Year-over-Year Change – PCE’s Price Index (blue line) versus CPI-U (red line) versus GDP Deflator (green line)
Finally for recession watchers, here is the graph below, here are the elements used to mark a recession. (1) personal income less transfer payments, in real terms and (2) employment. In addition, we refer to two indicators with coverage primarily of manufacturing and goods: (3) industrial production and (4) the volume of sales of the manufacturing and wholesale-retail sectors adjusted for price changes.
If a line falls below the 0 (black line) – that sector is contracting from the previous month. Personal income is the blue line. Note – the below graph uses multipliers to make movements more obvious (ignore the value of the scale, only consider whether the graph is above [good] or below [bad] the zero line).

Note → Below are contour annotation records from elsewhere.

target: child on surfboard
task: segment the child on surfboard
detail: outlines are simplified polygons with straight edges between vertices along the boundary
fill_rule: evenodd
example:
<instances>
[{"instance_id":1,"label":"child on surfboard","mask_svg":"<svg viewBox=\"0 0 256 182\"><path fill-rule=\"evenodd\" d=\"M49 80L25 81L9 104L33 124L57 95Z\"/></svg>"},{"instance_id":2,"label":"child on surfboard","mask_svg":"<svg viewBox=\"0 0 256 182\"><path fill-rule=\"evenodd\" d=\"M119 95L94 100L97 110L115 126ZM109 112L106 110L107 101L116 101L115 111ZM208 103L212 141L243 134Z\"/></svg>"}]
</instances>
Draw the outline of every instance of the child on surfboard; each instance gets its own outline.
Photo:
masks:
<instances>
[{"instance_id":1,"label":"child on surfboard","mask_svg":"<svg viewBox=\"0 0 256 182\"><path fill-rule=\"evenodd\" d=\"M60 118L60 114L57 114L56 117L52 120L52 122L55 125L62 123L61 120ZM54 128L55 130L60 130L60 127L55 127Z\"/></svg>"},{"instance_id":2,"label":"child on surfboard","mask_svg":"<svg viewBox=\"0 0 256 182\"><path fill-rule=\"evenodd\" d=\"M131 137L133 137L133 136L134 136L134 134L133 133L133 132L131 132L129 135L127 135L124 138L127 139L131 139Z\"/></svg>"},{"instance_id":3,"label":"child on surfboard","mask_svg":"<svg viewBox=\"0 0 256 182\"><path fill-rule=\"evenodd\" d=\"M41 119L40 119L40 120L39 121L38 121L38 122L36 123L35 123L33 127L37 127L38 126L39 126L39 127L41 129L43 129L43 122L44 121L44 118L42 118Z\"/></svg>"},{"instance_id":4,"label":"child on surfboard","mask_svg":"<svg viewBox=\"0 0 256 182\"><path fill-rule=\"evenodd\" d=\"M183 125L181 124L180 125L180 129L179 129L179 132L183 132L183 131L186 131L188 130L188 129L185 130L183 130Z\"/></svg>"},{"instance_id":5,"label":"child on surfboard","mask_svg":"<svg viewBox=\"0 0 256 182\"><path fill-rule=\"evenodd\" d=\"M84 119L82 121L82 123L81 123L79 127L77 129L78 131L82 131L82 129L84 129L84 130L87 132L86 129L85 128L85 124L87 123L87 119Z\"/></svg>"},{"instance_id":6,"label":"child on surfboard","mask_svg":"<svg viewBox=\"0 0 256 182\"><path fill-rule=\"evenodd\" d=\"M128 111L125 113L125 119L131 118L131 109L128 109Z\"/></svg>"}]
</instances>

Month-over-Month Growth Personal Income less transfer payments (blue line), Employment (red line), Industrial Production (green line), Business Sales (orange line)
Caveats on the Use of Personal Income and Consumption Expenditure Data
PCE is a fairly noisy index and subject at times to significant backward revision. This index cannot be relied upon in real time.
This personal income and personal consumption expenditure data by itself is not a good tool to warn of an upcoming recession. Econintersect has shown that PCE is a distraction for recession watchers, with moves over a few months having a 30% accuracy of indicating a recession start, and a 70% incidence of indicating a non-recessionary event. The graph below shows the lack of correlation. Note, however, that PCE does have prolonged declines over many months associated with recessions but these long declines are not very good in “predicting” a recession until it is already underway.
Readers are warned that this article is based on seasonally adjusted data. Monthly non-adjusted data is available with a delay of several months.